Online: [ node-2.test.domain.local node-3.test.domain.local ]
OFFLINE: [ node-1.test.domain.local ]

 vip__management_old (ocf::mirantis:ns_IPaddr2): Started node-2.test.domain.local
 vip__public_old (ocf::mirantis:ns_IPaddr2): Started node-3.test.domain.local
 Clone Set: clone_p_haproxy [p_haproxy]
     Started: [ node-2.test.domain.local node-3.test.domain.local ]
     Stopped: [ node-1.test.domain.local ]
 Clone Set: clone_p_mysql [p_mysql]
     Started: [ node-2.test.domain.local node-3.test.domain.local ]
     Stopped: [ node-1.test.domain.local ]
 openstack-heat-engine (ocf::mirantis:openstack-heat-engine): Started node-2.test.domain.local
[root@node-2 ~]#

on compute I have not see rabbit connection at all:
-leasefile-ro --domain=novalocal --no-hosts --addn-hosts=/var/lib/nova/networks/nova-br103.hosts
[root@node-4 ~]# lsof -p 21836 | grep IP
nova-comp 21836 nova 20u IPv4 89794 0t0 TCP node-4:43550->node-2:jms (ESTABLISHED)
nova-comp 21836 nova 21u IPv4 94273 0t0 TCP node-4:43597->node-2:jms (ESTABLISHED)
nova-comp 21836 nova 22u IPv4 94275 0t0 TCP node-4:43598->node-2:jms (ESTABLISHED)
nova-comp 21836 nova 23u IPv4 94287 0t0 TCP node-4:43599->node-2:jms (ESTABLISHED)
[root@node-4 ~]#

[root@node-4 ~]# lsof -p 21836 | grep 56714-05-22 15:48:54.561 21836 DEBUG nova.compute.manager [-] Didn't find any instances for network info cache update. _heal_instance_info_cache /usr/lib/python2.6/site-packages/nova/compute/manager.py:4895

also on computes a lot of errors
2014-05-22 15:48:54.561 21836 DEBUG nova.openstack.common.loopingcall [-] Dynamic looping call sleeping for 60.00 seconds _inner /usr/lib/python2.6/site-packages/nova/openstack/common/loopingcall.py:132
2014-05-22 15:49:54.561 21836 ERROR nova.servicegroup.drivers.db [-] model server went away
2014-05-22 15:49:54.561 21836 TRACE nova.servicegroup.drivers.db Traceback (most recent call last):
2014-05-22 15:49:54.561 21836 TRACE nova.servicegroup.drivers.db File "/usr/lib/python2.6/site-packages/nova/servicegroup/drivers/db.py", line 95, in _report_state
2014-05-22 15:49:54.561 21836 TRACE nova.servicegroup.drivers.db service.service_ref, state_catalog)

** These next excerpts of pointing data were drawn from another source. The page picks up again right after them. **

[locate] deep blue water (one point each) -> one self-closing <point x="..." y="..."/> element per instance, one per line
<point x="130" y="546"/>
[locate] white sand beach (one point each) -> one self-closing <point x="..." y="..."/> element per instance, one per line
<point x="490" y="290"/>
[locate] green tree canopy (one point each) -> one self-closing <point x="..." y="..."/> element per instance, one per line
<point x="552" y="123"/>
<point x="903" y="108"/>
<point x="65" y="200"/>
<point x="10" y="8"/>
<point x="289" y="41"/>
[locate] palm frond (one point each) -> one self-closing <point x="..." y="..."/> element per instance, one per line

2014-05-22 15:49:54.561 21836 TRACE nova.servicegroup.drivers.db File "/usr/lib/python2.6/site-packages/nova/conductor/api.py", line 218, in service_update
2014-05-22 15:49:54.561 21836 TRACE nova.servicegroup.drivers.db return self._manager.service_update(context, service, values)

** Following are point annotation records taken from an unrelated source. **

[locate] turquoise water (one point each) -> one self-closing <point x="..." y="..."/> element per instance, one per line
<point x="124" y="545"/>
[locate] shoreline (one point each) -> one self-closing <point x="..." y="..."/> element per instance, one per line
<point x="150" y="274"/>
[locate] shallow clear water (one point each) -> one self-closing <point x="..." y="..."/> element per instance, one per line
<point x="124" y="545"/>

2014-05-22 15:49:54.561 21836 TRACE nova.servicegroup.drivers.db File "/usr/lib/python2.6/site-packages/nova/conductor/rpcapi.py", line 330, in service_update
2014-05-22 15:49:54.561 21836 TRACE nova.servicegroup.drivers.db service=service_p, values=values)

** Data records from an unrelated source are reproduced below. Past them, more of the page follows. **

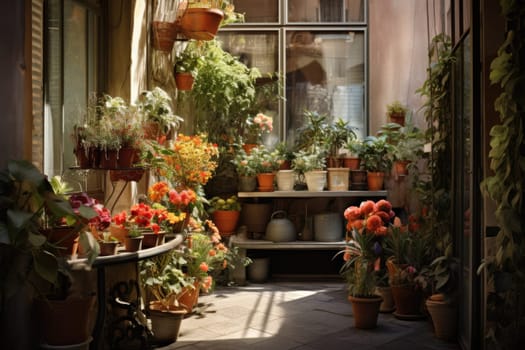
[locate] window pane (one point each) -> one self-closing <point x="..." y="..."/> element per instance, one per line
<point x="326" y="11"/>
<point x="258" y="11"/>
<point x="325" y="73"/>
<point x="259" y="49"/>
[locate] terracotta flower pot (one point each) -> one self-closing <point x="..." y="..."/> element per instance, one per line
<point x="201" y="23"/>
<point x="375" y="180"/>
<point x="165" y="324"/>
<point x="265" y="182"/>
<point x="365" y="311"/>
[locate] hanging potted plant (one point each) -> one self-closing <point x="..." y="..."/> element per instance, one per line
<point x="159" y="121"/>
<point x="366" y="231"/>
<point x="186" y="63"/>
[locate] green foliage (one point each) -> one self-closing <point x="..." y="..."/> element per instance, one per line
<point x="376" y="154"/>
<point x="223" y="94"/>
<point x="396" y="107"/>
<point x="505" y="313"/>
<point x="230" y="203"/>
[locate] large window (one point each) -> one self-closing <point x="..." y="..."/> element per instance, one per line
<point x="71" y="28"/>
<point x="319" y="48"/>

2014-05-22 15:49:54.561 21836 TRACE nova.servicegroup.drivers.db File "/usr/lib/python2.6/site-packages/oslo/messaging/rpc/client.py", line 150, in call
2014-05-22 15:49:54.561 21836 TRACE nova.servicegroup.drivers.db wait_for_reply=True, timeout=timeout)
2014-05-22 15:49:54.561 21836 TRACE nova.servicegroup.drivers.db File "/usr/lib/python2.6/site-packages/oslo/messaging/transport.py", line 90, in _send
2014-05-22 15:49:54.561 21836 TRACE nova.servicegroup.drivers.db timeout=timeout)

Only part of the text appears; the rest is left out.